102302142罗伟钊第三次作业

作业①:
– 要求:指定一个网站,爬取这个网站中的所有的所有图片,例如中国气象网(http://www.weather.com.cn)。实现单线程和多线程的方式爬取。

1)代码内容:

SingleThreadImageDownloader.py

--------------------------------------------------

点击查看代码
import requests
from bs4 import BeautifulSoup
import os
import time
from urllib.parse import urljoin, urlparse


class SingleThreadImageDownloader:
    def __init__(self, base_url, download_dir="images"):
        self.base_url = base_url
        self.download_dir = download_dir
        self.session = requests.Session()
        self.session.headers.update({
            'User-Agent': 'Mozilla/5.0 (Windows NT 10.0; Win64; x64) AppleWebKit/537.36 (KHTML, like Gecko) Chrome/91.0.4472.124 Safari/537.36'
        })

    def create_download_directory(self):
        """创建下载目录"""
        if not os.path.exists(self.download_dir):
            os.makedirs(self.download_dir)
            print(f"创建目录: {self.download_dir}")

    def is_valid_image_url(self, url):
        """检查是否为有效的图片URL"""
        if not url or url.startswith('data:'):
            return False

        # 检查文件扩展名
        valid_extensions = ['.jpg', '.jpeg', '.png', '.gif', '.bmp', '.webp']
        parsed_url = urlparse(url)
        path = parsed_url.path.lower()
        return any(path.endswith(ext) for ext in valid_extensions)

    def download_image(self, img_url, filename):
        """下载单个图片"""
        try:
            response = self.session.get(img_url, stream=True, timeout=10)
            response.raise_for_status()

            filepath = os.path.join(self.download_dir, filename)

            with open(filepath, 'wb') as f:
                for chunk in response.iter_content(chunk_size=8192):
                    if chunk:
                        f.write(chunk)

            print(f"✓ 下载成功: {img_url} -> {filepath}")
            return True

        except Exception as e:
            print(f"✗ 下载失败: {img_url} - 错误: {str(e)}")
            return False

    def extract_image_urls(self, url):
        """从网页中提取图片URL"""
        try:
            response = self.session.get(url, timeout=10)
            response.raise_for_status()
            response.encoding = 'utf-8'

            soup = BeautifulSoup(response.text, 'html.parser')
            img_tags = soup.find_all('img')

            image_urls = []
            for img in img_tags:
                src = img.get('src') or img.get('data-src')
                if src:
                    # 转换为绝对URL
                    full_url = urljoin(url, src)
                    if self.is_valid_image_url(full_url):
                        image_urls.append(full_url)

            return list(set(image_urls))  # 去重

        except Exception as e:
            print(f"提取图片URL失败: {str(e)}")
            return []

    def run(self):
        """运行单线程下载"""
        print("=" * 60)
        print("开始单线程图片下载")
        print("=" * 60)

        self.create_download_directory()
        image_urls = self.extract_image_urls(self.base_url)
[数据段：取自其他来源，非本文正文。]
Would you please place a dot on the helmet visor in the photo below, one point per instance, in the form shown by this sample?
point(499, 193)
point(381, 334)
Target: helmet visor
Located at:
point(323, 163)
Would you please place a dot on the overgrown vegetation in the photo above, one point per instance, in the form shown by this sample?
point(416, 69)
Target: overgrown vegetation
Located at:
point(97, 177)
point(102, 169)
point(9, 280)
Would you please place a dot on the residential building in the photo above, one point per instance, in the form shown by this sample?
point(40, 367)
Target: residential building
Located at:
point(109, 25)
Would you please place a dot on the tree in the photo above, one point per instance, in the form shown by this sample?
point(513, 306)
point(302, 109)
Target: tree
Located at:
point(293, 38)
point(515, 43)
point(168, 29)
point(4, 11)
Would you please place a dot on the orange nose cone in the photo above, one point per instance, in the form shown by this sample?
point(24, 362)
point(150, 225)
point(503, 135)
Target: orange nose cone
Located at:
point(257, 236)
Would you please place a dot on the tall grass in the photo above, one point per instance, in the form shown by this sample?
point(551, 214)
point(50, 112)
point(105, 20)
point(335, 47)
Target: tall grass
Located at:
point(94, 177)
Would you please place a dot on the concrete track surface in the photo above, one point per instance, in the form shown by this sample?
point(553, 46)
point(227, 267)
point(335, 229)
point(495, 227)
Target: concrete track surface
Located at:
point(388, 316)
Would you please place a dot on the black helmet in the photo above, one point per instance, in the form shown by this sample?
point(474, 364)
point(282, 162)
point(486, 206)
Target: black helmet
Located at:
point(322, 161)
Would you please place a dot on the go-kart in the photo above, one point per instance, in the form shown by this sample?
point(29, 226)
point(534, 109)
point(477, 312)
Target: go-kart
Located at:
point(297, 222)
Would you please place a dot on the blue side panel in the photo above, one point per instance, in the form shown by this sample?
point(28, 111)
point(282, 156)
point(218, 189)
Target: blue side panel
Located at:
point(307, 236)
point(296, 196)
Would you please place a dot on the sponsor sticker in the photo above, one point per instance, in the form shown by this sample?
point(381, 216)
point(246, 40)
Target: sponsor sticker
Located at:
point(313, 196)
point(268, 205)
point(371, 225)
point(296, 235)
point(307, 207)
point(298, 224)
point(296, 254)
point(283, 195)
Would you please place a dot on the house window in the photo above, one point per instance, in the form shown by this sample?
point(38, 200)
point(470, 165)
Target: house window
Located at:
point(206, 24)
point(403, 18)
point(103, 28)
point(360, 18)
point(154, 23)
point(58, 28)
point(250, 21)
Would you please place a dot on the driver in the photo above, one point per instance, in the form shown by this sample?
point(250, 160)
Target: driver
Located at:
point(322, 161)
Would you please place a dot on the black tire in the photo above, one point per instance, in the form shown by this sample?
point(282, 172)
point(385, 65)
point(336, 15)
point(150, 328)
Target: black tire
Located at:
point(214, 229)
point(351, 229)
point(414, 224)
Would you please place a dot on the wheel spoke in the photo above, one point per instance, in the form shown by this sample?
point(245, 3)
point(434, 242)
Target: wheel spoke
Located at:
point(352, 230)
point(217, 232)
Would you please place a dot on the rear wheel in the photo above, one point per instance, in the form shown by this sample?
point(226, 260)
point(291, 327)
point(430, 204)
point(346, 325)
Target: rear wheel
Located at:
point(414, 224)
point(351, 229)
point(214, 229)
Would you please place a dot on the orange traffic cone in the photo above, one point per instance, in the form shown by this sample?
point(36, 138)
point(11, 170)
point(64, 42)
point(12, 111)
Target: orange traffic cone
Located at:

        print(f"找到 {len(image_urls)} 张图片")
        print("-" * 60)

        success_count = 0
        start_time = time.time()

        for i, img_url in enumerate(image_urls, 1):
            # 生成文件名
            filename = f"image_{i}_{hash(img_url) % 10000:04d}.jpg"

            # 下载图片
            if self.download_image(img_url, filename):
                success_count += 1

        end_time = time.time()
        elapsed_time = end_time - start_time

        print("-" * 60)
        print(f"单线程下载完成!")
        print(f"总图片数: {len(image_urls)}")
        print(f"成功下载: {success_count}")
        print(f"失败: {len(image_urls) - success_count}")
        print(f"耗时: {elapsed_time:.2f} 秒")
        print(f"图片保存位置: {os.path.abspath(self.download_dir)}")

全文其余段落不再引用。